Stap 1: Bedenk je eerste zin. (liefst een zin met een persoon en een plaatsnaam).
Let daarbij goed op het aantal lettergrepen.
De plaatsnaam hoeft niet aan het eind te staan. Soms mag je de plaatsnaam iets aan passen (Den Haag wordt bijvoorbeeld: Het Haegje).
Zet je zin op een blaadje.
Stap 2: Zoek rijmwoorden bij het laatste woord van je zin. Zet de rijmwoorden bij elkaar onder je zin en kijk of je een verhaaltje kunt ontdekken. Schrijf dat verhaaltje kort op.Kun je geen verhaaltje vinden, zoek dan andere rijmwoorden of bedenk een nieuwe beginzin
Zoek een ander leerlingdie ook een zin en een verhaaltje heeft en bekijk elkaars werk.
Je hebt nu de keuze: Je gaat zelf verder met je eigen Limerick en je laat het eindresultaat weer aan iemand zien. Of
Je gaat samen met de andere leerling aan het werk met het idee van een van jullie twee.
Het echte werk:
Probeer je verhaaltje in limerickvormopte schrijven/typen. Let goed op de regeltjes (Kijk nog eens bij de bronnen) TIP: DE LAATSTE ZIN MOET OPVALLEN. SOMS IS DIE ZIN ZELFS DUBBELZINNIG(= KAN TWEE DINGEN BETEKENEN). KIJK OF JE ZO'N OPVALLENDE ZIN KUNT MAKEN.
Als het af is
laat je de limerick door iemand anders lezen (ook als je nu met z'n tweeën bent.). Vraag de ander om tips.

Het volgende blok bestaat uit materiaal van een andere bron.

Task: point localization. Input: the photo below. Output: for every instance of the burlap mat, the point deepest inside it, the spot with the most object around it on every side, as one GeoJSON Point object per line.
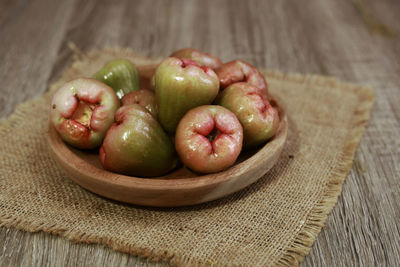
{"type": "Point", "coordinates": [272, 222]}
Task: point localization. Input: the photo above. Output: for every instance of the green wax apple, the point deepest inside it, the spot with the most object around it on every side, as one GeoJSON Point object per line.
{"type": "Point", "coordinates": [121, 75]}
{"type": "Point", "coordinates": [82, 110]}
{"type": "Point", "coordinates": [180, 85]}
{"type": "Point", "coordinates": [201, 58]}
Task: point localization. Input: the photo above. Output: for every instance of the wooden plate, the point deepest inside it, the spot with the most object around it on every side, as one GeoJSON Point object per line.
{"type": "Point", "coordinates": [178, 188]}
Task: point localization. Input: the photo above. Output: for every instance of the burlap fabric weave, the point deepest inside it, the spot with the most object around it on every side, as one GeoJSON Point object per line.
{"type": "Point", "coordinates": [272, 222]}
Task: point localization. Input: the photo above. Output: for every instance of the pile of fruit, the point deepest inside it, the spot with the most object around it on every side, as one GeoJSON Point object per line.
{"type": "Point", "coordinates": [196, 110]}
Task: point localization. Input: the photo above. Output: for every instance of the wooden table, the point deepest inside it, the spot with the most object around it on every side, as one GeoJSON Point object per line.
{"type": "Point", "coordinates": [357, 41]}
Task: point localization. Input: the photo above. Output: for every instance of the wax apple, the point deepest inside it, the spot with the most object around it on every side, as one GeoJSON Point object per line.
{"type": "Point", "coordinates": [144, 98]}
{"type": "Point", "coordinates": [209, 139]}
{"type": "Point", "coordinates": [82, 110]}
{"type": "Point", "coordinates": [181, 84]}
{"type": "Point", "coordinates": [203, 59]}
{"type": "Point", "coordinates": [240, 71]}
{"type": "Point", "coordinates": [137, 145]}
{"type": "Point", "coordinates": [259, 119]}
{"type": "Point", "coordinates": [121, 75]}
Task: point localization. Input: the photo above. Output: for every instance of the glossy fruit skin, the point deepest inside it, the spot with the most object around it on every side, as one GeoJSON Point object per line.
{"type": "Point", "coordinates": [137, 145]}
{"type": "Point", "coordinates": [82, 110]}
{"type": "Point", "coordinates": [121, 75]}
{"type": "Point", "coordinates": [259, 119]}
{"type": "Point", "coordinates": [144, 98]}
{"type": "Point", "coordinates": [203, 59]}
{"type": "Point", "coordinates": [209, 139]}
{"type": "Point", "coordinates": [240, 71]}
{"type": "Point", "coordinates": [181, 85]}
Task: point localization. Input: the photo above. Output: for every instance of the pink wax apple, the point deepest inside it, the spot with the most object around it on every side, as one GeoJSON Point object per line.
{"type": "Point", "coordinates": [82, 110]}
{"type": "Point", "coordinates": [209, 139]}
{"type": "Point", "coordinates": [144, 98]}
{"type": "Point", "coordinates": [203, 59]}
{"type": "Point", "coordinates": [259, 119]}
{"type": "Point", "coordinates": [240, 71]}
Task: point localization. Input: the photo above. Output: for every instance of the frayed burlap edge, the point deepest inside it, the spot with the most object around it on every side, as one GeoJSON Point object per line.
{"type": "Point", "coordinates": [315, 220]}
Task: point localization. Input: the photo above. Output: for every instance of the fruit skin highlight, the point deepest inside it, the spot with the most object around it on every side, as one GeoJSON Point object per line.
{"type": "Point", "coordinates": [136, 145]}
{"type": "Point", "coordinates": [240, 71]}
{"type": "Point", "coordinates": [82, 110]}
{"type": "Point", "coordinates": [259, 119]}
{"type": "Point", "coordinates": [203, 59]}
{"type": "Point", "coordinates": [121, 75]}
{"type": "Point", "coordinates": [143, 97]}
{"type": "Point", "coordinates": [180, 85]}
{"type": "Point", "coordinates": [209, 139]}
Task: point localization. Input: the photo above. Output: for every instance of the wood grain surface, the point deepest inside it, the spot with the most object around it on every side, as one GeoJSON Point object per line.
{"type": "Point", "coordinates": [357, 41]}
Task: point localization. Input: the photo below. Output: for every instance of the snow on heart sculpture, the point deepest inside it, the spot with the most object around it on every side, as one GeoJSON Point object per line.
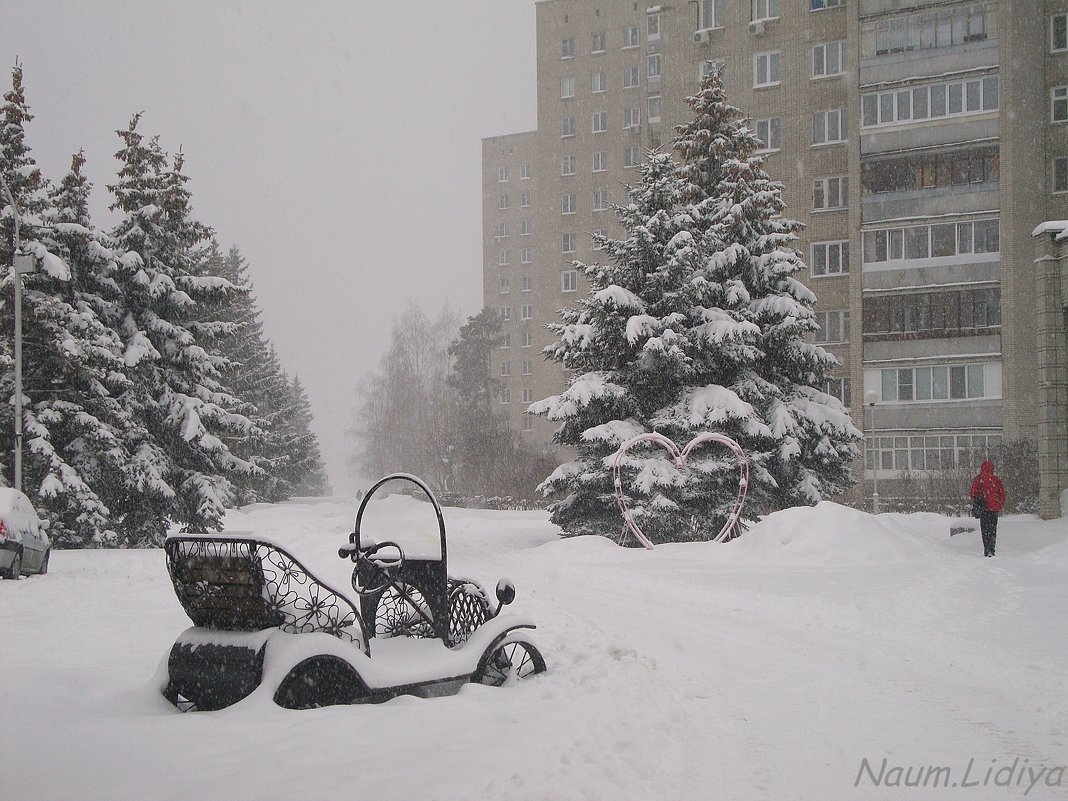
{"type": "Point", "coordinates": [679, 457]}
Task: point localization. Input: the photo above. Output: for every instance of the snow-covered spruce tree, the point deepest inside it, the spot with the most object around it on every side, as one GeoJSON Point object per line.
{"type": "Point", "coordinates": [480, 429]}
{"type": "Point", "coordinates": [72, 423]}
{"type": "Point", "coordinates": [303, 471]}
{"type": "Point", "coordinates": [253, 375]}
{"type": "Point", "coordinates": [696, 324]}
{"type": "Point", "coordinates": [179, 464]}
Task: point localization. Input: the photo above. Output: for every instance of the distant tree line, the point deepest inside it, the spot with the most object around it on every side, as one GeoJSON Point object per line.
{"type": "Point", "coordinates": [432, 409]}
{"type": "Point", "coordinates": [152, 396]}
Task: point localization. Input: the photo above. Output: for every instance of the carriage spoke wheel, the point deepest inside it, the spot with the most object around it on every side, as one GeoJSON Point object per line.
{"type": "Point", "coordinates": [511, 662]}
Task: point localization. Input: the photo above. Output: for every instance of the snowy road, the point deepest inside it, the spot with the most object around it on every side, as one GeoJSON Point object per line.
{"type": "Point", "coordinates": [771, 668]}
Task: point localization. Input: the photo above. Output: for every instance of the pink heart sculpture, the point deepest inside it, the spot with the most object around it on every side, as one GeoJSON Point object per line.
{"type": "Point", "coordinates": [679, 459]}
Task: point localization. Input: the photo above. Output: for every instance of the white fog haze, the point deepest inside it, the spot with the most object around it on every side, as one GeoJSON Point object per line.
{"type": "Point", "coordinates": [336, 144]}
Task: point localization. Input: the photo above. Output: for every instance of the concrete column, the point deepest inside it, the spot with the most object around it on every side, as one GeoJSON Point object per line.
{"type": "Point", "coordinates": [1051, 346]}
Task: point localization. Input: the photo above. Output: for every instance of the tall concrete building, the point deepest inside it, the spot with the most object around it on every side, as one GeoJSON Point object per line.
{"type": "Point", "coordinates": [920, 142]}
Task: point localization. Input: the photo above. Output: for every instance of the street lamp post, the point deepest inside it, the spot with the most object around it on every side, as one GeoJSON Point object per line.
{"type": "Point", "coordinates": [20, 263]}
{"type": "Point", "coordinates": [869, 397]}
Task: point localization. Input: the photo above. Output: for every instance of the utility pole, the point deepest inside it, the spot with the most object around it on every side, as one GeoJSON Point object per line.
{"type": "Point", "coordinates": [20, 263]}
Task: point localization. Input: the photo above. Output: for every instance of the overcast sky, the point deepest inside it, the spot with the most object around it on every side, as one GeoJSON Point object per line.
{"type": "Point", "coordinates": [336, 143]}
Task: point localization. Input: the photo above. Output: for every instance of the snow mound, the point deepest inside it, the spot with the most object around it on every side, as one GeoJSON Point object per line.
{"type": "Point", "coordinates": [830, 534]}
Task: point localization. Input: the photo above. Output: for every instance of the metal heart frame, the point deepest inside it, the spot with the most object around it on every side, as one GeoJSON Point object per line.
{"type": "Point", "coordinates": [679, 458]}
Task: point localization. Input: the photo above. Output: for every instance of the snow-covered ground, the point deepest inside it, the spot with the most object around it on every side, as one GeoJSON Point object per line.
{"type": "Point", "coordinates": [827, 655]}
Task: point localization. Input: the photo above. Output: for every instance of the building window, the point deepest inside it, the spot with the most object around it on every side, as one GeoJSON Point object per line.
{"type": "Point", "coordinates": [938, 382]}
{"type": "Point", "coordinates": [769, 131]}
{"type": "Point", "coordinates": [929, 29]}
{"type": "Point", "coordinates": [930, 171]}
{"type": "Point", "coordinates": [833, 327]}
{"type": "Point", "coordinates": [917, 242]}
{"type": "Point", "coordinates": [1058, 32]}
{"type": "Point", "coordinates": [710, 13]}
{"type": "Point", "coordinates": [828, 59]}
{"type": "Point", "coordinates": [829, 127]}
{"type": "Point", "coordinates": [828, 193]}
{"type": "Point", "coordinates": [932, 452]}
{"type": "Point", "coordinates": [653, 65]}
{"type": "Point", "coordinates": [1061, 174]}
{"type": "Point", "coordinates": [766, 69]}
{"type": "Point", "coordinates": [931, 314]}
{"type": "Point", "coordinates": [1058, 104]}
{"type": "Point", "coordinates": [653, 26]}
{"type": "Point", "coordinates": [954, 98]}
{"type": "Point", "coordinates": [766, 9]}
{"type": "Point", "coordinates": [655, 107]}
{"type": "Point", "coordinates": [830, 258]}
{"type": "Point", "coordinates": [717, 65]}
{"type": "Point", "coordinates": [841, 389]}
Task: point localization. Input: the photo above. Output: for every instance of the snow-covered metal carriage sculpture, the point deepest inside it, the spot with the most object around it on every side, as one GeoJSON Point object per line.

Verwerk de tips als je vindt dat het goede tips zijn.
Afwerking:
Type je werk in Word. Kies een mooi lettertype en kijk ook of je een passend plaatje kunt vinden ( Je mag ook een eigen tekening maken, gebruik eventueel een tekenprogramma).
Bewaar je werk.
Zet je naam/jullie namen onder het werk, druk het af en/of lever het in op de afgesproken manier.